Zarobki nie mają powiązania z dumą.
Generalnie ludzie którzy prowadzą konsumpcyjny styl życia to obojętnie ile nie zarabiają to i tak ciągle im mało, w badaniach wyszło że ludzie niezależnie od zarobków twierdzili że byliby szczęśliwi mając 2x takie zarobki niż teraz. To nie kwestia kwot tylko mindsetu.
Jak poświęci się Z wysiłku to dostaje się Y sukcesu - tutaj to nie działa i nie ma reguły bo nie istnieje równość, każdy jest inny i każdy zaczyna z innego poziomu i do innego poziomu jest w stanie dojść określoną pracą. Tam gdzie dla jednych jest podłoga, tam dla innych jest sufit który osiągną po latach.
Najważniejsze to nie porównywać się z innymi tylko że sobą z przeszłości, i nie wymagać za wiele od życia.
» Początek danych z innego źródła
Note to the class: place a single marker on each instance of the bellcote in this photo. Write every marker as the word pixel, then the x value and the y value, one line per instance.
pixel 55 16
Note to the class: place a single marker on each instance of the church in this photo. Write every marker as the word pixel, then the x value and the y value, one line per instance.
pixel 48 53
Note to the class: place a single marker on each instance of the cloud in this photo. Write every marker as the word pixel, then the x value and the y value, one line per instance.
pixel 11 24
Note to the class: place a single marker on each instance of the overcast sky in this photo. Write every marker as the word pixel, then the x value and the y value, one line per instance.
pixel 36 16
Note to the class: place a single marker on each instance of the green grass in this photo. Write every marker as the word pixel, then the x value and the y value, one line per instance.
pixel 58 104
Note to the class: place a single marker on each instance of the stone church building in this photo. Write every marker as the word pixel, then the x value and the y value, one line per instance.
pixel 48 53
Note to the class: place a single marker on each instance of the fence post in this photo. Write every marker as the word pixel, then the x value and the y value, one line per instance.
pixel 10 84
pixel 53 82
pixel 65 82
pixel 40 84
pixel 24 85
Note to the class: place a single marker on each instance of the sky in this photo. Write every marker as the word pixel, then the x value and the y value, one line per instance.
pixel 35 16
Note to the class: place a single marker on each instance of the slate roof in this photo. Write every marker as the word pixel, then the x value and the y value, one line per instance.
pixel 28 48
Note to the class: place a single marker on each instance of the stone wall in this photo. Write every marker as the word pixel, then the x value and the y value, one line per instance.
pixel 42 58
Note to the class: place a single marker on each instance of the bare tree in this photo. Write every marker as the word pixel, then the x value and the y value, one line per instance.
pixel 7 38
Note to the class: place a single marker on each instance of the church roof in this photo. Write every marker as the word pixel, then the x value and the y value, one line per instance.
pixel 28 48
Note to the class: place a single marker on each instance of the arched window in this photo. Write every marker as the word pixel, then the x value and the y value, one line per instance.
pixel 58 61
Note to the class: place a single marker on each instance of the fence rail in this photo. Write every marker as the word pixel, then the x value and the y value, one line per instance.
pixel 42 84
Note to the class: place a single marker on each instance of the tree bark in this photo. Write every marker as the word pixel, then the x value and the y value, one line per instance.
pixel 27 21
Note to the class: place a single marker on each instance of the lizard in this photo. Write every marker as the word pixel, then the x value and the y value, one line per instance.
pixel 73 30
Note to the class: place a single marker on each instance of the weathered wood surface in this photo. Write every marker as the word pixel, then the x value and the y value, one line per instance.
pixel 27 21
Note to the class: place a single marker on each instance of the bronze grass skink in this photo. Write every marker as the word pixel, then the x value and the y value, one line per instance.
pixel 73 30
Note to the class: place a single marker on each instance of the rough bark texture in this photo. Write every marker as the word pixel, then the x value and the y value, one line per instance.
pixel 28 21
Według mnie przy wyborze zawodu należy się kierować.
1. Zainteresowaniami
2. Predyspozycjami
3. Tym do czego się nie nadajemy
4. Barierami wejścia.
5. Pieniędzmi
A co do zainteresowań, to warto przeanalizować jak zachowywałes się w dzieciństwie, co wtedy lubiłeś itp mi to się nie zmieniło od dzieciństwa
A z twoim mindsetem jesteś na straconej pozycji, bo będziesz oczekiwał drogi którą da ci dobre zarobki, prestiż i inne takie, będąc przy tym we wszystkim średni, czytając motywacyjne pierdololo że każdy może wszystko, wystarczy chcieć, i bedziesz walił głową w mur by to osiągnąć przy braku predyspozycji i albo to osiągniesz co nie sprawi że będziesz szczęśliwy i się wypalisz robiąc coś do czego nie pasujesz , albo nie osiągniesz.
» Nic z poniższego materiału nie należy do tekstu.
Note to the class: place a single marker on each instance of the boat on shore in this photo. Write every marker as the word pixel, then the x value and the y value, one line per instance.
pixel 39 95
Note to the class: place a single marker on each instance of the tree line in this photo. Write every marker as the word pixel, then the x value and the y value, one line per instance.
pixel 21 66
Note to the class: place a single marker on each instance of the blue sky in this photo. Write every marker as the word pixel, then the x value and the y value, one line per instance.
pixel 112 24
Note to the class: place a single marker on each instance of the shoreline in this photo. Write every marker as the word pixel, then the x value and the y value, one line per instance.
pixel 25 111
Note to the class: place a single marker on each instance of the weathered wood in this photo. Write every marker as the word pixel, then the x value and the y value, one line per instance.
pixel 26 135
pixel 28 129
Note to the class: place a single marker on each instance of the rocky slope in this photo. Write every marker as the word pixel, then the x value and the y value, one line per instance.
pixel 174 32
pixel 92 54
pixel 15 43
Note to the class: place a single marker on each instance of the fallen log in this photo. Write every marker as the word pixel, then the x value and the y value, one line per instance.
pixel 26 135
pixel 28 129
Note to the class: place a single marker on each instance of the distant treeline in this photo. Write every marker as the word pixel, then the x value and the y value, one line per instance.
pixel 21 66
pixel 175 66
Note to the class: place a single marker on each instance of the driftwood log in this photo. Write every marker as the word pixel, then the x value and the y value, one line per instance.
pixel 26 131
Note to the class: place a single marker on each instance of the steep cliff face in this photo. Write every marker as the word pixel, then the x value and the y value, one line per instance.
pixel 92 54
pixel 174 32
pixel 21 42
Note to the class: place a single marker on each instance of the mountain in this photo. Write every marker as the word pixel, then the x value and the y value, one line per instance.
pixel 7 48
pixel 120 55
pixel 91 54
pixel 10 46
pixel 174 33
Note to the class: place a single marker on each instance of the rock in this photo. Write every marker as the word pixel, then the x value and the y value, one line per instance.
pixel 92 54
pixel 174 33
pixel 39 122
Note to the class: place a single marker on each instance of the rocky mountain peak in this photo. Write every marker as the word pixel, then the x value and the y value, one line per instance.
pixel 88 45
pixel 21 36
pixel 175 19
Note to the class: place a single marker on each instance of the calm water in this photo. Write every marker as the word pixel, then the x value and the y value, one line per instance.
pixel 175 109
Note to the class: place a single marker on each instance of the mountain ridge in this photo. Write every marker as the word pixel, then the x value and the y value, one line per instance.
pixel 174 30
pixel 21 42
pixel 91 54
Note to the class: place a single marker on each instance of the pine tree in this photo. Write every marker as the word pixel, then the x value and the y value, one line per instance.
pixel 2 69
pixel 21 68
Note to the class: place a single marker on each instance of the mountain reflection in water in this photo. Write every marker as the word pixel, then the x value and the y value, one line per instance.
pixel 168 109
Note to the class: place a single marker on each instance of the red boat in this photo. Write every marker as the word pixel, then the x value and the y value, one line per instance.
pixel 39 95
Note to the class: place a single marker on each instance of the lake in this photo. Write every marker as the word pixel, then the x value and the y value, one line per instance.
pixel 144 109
Inna droga wybierzesz, żywot zwykłego czlowieka to będziesz się porównywał do innych i twierdził że przegrałeś.
Nie da się być szczęśliwym będąc cały czas na nie, porównując się z innymi, będąc pesymistą i mając wysokie oczekiwania od życia.
Ja będąc na twoim miejscu pewnie wstapiłbym do policji/wojska. Na codzień chodził na silke, konsumował media i inne rzeczy które sprawiają ci przyjemność w rozsądnej ilości by ich nie przedawkować, dodatkowo nie myslał za dużo o życiu.